9. Assisted reproductive technology
Assisted reproductive technology like IVF is known to put the mother at a higher risk of developing the condition. The best gynaecologist should keep an eye out for this condition during the entire term.
10. Diabetes or autoimmune diseases
Diabetes and certain autoimmune diseases increase the risk of hypertension. The woman will be screened for all such conditions early in the pregnancy.
Risk factors for hypertension during pregnancy
There are certain factors that could increase the risk of developing hypertension during pregnancy.
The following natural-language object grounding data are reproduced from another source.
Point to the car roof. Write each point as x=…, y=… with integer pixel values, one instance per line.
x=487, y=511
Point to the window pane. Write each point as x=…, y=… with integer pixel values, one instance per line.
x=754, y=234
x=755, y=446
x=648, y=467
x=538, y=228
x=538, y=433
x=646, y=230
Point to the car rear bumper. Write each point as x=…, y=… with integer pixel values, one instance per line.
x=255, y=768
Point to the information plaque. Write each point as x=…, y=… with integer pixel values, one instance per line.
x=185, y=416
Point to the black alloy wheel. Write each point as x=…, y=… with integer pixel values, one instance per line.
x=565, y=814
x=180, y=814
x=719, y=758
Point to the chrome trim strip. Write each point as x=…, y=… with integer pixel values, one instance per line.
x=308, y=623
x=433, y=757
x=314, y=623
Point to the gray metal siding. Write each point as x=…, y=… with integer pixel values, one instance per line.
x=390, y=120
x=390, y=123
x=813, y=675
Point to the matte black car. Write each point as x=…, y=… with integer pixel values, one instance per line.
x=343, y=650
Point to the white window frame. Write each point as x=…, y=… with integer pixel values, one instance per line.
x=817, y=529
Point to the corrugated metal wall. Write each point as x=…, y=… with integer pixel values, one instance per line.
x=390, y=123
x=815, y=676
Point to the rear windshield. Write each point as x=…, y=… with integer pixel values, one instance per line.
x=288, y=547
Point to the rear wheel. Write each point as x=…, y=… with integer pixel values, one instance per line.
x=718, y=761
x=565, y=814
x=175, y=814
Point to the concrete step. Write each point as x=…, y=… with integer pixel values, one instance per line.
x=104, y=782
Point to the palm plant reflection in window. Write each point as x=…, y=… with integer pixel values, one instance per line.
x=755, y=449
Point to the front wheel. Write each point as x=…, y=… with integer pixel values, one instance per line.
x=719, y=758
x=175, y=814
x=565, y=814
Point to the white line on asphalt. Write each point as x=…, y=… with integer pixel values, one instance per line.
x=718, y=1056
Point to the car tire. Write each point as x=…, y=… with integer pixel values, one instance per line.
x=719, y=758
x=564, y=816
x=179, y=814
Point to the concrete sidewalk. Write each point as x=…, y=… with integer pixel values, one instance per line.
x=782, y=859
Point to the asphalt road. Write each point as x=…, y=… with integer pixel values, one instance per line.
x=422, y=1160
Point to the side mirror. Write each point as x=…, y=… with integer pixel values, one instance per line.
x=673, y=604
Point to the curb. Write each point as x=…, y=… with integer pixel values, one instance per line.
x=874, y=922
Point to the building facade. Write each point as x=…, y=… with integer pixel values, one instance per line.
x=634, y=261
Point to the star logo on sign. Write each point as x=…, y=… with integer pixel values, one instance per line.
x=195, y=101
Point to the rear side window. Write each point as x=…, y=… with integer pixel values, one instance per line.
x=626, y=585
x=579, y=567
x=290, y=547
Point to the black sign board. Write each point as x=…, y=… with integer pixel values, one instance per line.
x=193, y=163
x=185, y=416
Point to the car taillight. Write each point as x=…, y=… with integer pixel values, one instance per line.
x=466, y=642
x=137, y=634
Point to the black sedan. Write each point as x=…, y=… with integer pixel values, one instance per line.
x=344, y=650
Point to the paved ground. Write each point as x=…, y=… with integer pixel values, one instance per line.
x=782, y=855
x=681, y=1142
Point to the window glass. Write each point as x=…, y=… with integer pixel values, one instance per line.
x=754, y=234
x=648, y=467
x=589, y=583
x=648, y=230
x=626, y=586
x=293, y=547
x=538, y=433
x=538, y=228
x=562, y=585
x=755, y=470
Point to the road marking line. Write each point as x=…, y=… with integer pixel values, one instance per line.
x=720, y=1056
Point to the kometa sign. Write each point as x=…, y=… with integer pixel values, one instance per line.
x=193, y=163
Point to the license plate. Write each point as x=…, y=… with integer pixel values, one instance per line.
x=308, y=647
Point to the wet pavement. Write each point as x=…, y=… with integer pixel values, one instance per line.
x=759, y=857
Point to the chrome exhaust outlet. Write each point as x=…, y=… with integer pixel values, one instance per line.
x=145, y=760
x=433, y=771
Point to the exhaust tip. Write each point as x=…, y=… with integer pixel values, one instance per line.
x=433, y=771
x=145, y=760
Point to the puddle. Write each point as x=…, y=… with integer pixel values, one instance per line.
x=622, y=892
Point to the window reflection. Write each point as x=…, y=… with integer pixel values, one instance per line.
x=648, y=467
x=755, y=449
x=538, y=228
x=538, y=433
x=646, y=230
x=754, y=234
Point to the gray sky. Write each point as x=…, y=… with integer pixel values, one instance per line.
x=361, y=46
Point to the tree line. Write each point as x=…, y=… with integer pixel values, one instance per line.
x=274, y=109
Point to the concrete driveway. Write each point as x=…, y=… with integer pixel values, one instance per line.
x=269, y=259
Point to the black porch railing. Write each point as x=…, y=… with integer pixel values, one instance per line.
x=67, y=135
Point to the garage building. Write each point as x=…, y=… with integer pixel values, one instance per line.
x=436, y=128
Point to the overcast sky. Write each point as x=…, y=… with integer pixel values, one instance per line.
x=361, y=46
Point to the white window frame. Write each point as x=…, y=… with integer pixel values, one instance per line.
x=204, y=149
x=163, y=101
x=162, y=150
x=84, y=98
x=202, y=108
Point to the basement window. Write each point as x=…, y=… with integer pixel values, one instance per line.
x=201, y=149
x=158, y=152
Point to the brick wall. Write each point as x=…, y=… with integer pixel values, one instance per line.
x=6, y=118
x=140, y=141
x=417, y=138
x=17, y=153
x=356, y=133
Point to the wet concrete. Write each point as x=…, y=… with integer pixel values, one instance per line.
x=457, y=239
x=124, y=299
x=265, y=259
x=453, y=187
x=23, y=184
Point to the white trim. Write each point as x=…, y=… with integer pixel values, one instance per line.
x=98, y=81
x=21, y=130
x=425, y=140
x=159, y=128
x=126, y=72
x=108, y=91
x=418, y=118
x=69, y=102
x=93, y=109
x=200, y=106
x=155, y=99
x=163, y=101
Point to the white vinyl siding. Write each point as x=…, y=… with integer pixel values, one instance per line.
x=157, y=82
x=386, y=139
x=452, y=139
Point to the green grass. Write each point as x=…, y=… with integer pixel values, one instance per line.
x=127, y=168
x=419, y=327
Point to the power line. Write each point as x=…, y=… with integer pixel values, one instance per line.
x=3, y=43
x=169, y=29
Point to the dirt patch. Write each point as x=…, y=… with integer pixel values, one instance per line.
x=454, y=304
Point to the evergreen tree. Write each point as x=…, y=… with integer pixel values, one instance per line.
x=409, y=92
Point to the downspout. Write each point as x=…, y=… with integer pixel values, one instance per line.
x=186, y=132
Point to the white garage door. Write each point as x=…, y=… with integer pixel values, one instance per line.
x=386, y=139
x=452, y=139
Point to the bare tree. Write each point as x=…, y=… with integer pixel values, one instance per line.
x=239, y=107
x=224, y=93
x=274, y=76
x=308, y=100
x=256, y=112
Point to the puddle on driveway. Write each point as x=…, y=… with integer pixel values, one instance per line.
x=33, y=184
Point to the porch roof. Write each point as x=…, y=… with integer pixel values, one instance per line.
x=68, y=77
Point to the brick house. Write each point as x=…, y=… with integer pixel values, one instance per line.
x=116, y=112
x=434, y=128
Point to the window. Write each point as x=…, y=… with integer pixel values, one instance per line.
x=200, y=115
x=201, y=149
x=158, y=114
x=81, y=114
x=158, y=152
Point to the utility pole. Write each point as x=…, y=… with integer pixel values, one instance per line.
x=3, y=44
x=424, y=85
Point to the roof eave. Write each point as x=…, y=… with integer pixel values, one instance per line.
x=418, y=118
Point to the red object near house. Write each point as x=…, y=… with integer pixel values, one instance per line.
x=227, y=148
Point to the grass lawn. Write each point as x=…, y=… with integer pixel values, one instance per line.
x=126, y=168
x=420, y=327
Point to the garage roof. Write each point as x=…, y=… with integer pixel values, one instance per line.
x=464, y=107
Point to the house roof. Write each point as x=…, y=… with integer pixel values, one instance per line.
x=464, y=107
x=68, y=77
These factors include:
- Lifestyle – Smoking, consuming alcohol, being overweight, and not being physically active increases the risk of developing hypertension.
- Age – Women above the age of 35 are at high risk for developing complications like gestational hypertension.
- Type of pregnancy – First pregnancies, multiple foetuses, and assisted pregnancies are more prone to hypertension.
Preventing high blood pressure during pregnancy
There are several steps a woman looking to get pregnant or an already pregnant woman can take to reduce spikes in their blood pressure. A key component is to avoid the lifestyle risks mentioned above. If the woman is overweight, she can consult with a nutritionist and her doctor to develop a safe plan to lose the extra weight.
Smoking and consuming alcohol must be avoided at all costs since it can affect the mother’s health and harm the developing fetus.
A regular step to prevent high blood pressure is to restrict the amount of salt intake. However, pregnant women require salt and must not cut down on the amount of salt they usually consume.
Pregnancy is a stressful condition that causes hormonal shifts and has a serious psychological impact on the mother. Care should be taken to reduce stress. Working with a therapist or practicing yoga and meditation can go a long way in reducing stress.
Regular and light exercise is recommended to most pregnant women. This will keep the heart active and reduce blood pressure.
In some cases, medication is the best treatment for hypertension. The mother’s doctor will be in the best position to prescribe which medication is most suited.
Hypertension during pregnancy can be serious and requires close monitoring and medical attention. Consulting with a doctor is the best way to address this condition.